Formó así infinidad de discípulos que siguen sus directivas, y eso es lo más
admirable que puede ostentar un profesor.
Pero García
Otero ha hecho mucho más que enseñar Medicina y crear una escuela médica. Sus
puntos de vista originales, sobre variados aspectos de la Medicina, y
especialmente de las enfermedades del aparato respiratorio, lo han señalado
como el precursor de muchos conceptos hoy sólidamente establecidos. Basta
recordar para esto, sus importantes aportes al conocimiento de las
malformaciones broncopulmonares, las neumopatías agudas, la obstrucción
bronquial, las superaciones y el cáncer de pulmón.
Toda esta obra
de García Otero en el nivel científico y docente, con ser enorme, es apenas una
parte de la realizada en el plano universitario y social. Decano durante dos
períodos, realizó ingentes esfuerzos para transformar nuestra Facultad en una institución moderna.
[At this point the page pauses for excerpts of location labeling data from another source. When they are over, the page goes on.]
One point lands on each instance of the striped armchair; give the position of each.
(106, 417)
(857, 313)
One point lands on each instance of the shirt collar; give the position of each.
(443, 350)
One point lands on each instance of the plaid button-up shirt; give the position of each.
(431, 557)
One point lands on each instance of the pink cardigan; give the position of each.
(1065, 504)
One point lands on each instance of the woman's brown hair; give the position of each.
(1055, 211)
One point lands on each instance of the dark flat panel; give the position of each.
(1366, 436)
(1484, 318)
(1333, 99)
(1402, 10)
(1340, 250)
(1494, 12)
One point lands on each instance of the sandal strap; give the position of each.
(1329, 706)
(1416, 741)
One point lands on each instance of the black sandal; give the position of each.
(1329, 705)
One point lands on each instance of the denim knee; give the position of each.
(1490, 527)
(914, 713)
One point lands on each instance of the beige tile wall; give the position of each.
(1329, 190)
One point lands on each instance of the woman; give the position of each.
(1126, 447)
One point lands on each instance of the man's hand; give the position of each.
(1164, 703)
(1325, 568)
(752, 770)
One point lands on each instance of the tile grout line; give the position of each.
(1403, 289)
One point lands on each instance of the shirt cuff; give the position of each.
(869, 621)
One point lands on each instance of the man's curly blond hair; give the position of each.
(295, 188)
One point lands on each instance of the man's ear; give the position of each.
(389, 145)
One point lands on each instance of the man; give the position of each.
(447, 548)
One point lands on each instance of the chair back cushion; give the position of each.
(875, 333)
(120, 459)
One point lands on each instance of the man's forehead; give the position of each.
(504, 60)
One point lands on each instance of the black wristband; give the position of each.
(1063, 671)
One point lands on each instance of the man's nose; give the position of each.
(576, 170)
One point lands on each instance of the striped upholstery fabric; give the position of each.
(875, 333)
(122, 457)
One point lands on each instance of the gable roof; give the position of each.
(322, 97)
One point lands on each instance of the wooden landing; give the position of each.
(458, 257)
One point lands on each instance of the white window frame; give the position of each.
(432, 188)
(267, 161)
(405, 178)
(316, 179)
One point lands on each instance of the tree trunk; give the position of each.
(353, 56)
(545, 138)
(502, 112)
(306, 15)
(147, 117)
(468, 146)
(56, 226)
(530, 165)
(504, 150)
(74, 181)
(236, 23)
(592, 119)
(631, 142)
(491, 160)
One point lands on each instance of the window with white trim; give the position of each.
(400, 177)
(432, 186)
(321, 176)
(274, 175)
A muchas
de sus ideas reformistas, algunas de las cuales lamentablemente no fueron
realizadas como él las planeó, debemos la estructuración docente de nuestra
Facultad. Todo esto fue posible gracias a la generosidad con que dedicó su
tiempo, y aún su salud, entregando a la universidad sus mejores afanes.
Pero García
Otero, además de Medicina, enseñó otras disciplinas con ella vinculadas. Fue docente
de deontología y moral médica. Su carrera universitaria, docente y
funcionarial, obtenida indefectiblemente por la vía limpia y recta del concurso
y la competencia leal; su proceder intachable como profesional; la dignidad con
que encaró las relaciones con sus colegas; la imparcialidad absoluta que
demostró en los tribunales universitarios donde intervino, teniendo siempre
como norma invariable el beneficio exclusivo de su querida Facultad, son
ejemplos por demás suficientes de una conducta inmaculada.
Enseñó a
cultivar los vínculos de la solidaridad humana con el ejemplo de la entrega
incondicional de su talento médico, de su noble calidad universitaria y de sus
firmes convicciones ciudadanas, a toda obra útil que pudiera beneficiarse con
su esfuerzo. Prodigó su atención profesional a todas las clases sociales y
auxilió a los humildes con igual solicitud que al poderoso. Su investidura de
decano de la Facultad de Medicina y profesor de Clínica Médica no fueron
impedimentos para cumplir una acción social intensa y continuada; con su viejo
aparato de Forlanini lo vimos entrar en los hogares más modestos, realizando el
neumotórax a muchos enfermos de condición paupérrima, que no le aportaban otro
beneficio que su íntima satisfacción de hacer el bien. El desinterés, la
generosidad, la sencillez y la humidad, fueron rasgos indelebles de su acción
tesonera y fecunda.
Hoy, a 20 años
de su desaparición, su recuerdo quedará imborrable.